Seamus Smyth, president of the London Solicitors Litigation Association (LSLA), said: “Like them or hate them, referral fees are a serious factor in the funding of litigation and litigation practices, and legislating them out of existence will present serious challenges to the draftsman.
"We wish him or her luck, and will be standing by to lend whatever assistance the LSLA can give in producing legislation which achieves the desired object without permitting or creating loopholes and satellite litigation, and more work—not for the first time—for litigators.”
Susan Brown, director at Prolegal, said: "Banning referral fees in the personal injury field will be extremely dangerous for consumers, not because of any inherent merit in referral fees, but because of the impact the ban would have on the marketplace at this particular time, on the threshold of the introduction of ABS.
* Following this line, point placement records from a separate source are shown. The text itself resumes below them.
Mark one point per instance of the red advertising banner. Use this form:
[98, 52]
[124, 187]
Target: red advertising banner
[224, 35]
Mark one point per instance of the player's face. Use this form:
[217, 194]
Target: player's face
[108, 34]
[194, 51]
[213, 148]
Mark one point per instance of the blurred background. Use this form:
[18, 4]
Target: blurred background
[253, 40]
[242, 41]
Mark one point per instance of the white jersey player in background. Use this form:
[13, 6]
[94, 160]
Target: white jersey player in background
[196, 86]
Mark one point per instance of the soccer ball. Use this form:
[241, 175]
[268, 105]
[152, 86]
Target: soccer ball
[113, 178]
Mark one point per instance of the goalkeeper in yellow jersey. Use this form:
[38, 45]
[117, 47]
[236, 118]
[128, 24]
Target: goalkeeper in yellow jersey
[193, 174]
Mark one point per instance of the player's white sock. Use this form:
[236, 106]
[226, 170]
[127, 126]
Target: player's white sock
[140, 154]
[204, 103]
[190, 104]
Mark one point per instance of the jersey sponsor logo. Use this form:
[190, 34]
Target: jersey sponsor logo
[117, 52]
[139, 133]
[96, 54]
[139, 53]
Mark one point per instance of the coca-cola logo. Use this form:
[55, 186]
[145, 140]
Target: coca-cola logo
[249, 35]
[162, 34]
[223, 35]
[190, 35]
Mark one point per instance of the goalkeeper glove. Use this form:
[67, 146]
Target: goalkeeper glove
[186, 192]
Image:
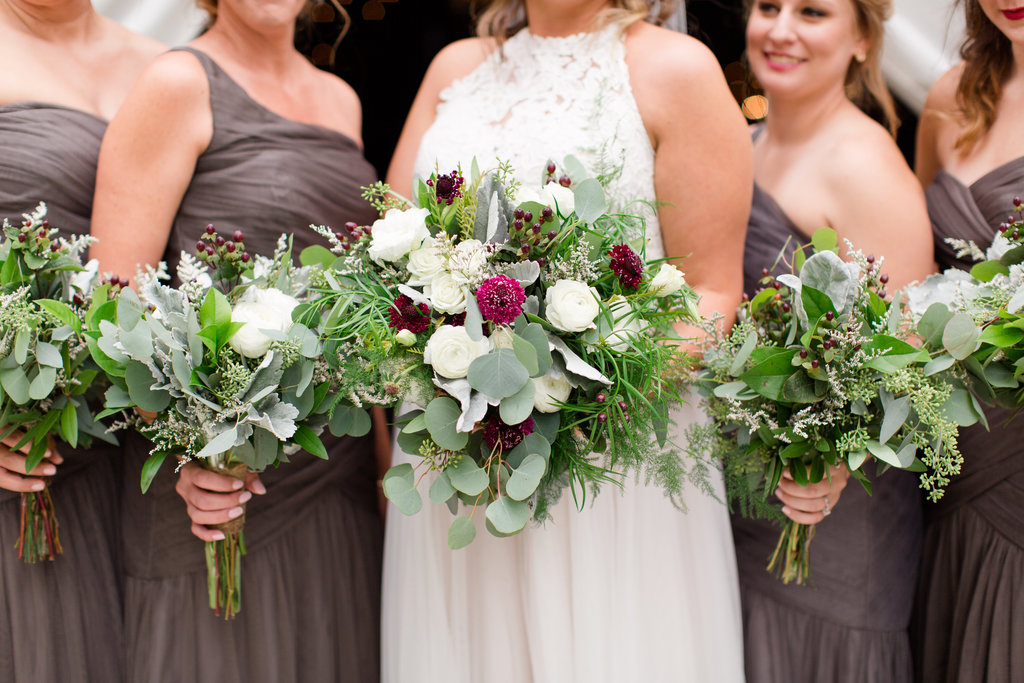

"It is going to be very difficult for the MoJ to come up with a formula that will effectively ban referral fees. They take many different forms now, ranging from lawyer collectives where advertising costs are pooled within an MoJ registered CMC, to fees paid by lawyers to staff for referring friends and family, to referral or fee sharing arrangements between firms of solicitors specializing in different fields.
"Before solicitors were permitted to pay referral fees there were numerous ingenious arrangements in place to channel business that attempted to by-pass the rules, and no doubt similar ingenious schemes would surface if they became unlawful again."
She warned that "the vast majority of personal injury claims will fall into the hands of unqualified, inexperienced staff, many of them working within businesses controlled by insurers.
"Insurers’ enthusiasm for a ban on referral fees is not based on distaste at the notion of that clients are a commodity to be bought and sold, but on the fact that they regard this as the ideal opportunity for them to remove independent solicitors from the process altogether. The overall cost to insurers of those claims will then be reduced because they will no longer have to pay those solicitors’ fees, and because of the downward impact on levels of damages resulting from the absence of competent independent advice from those solicitors within the process. This position is compounded by the emergence of ABSs."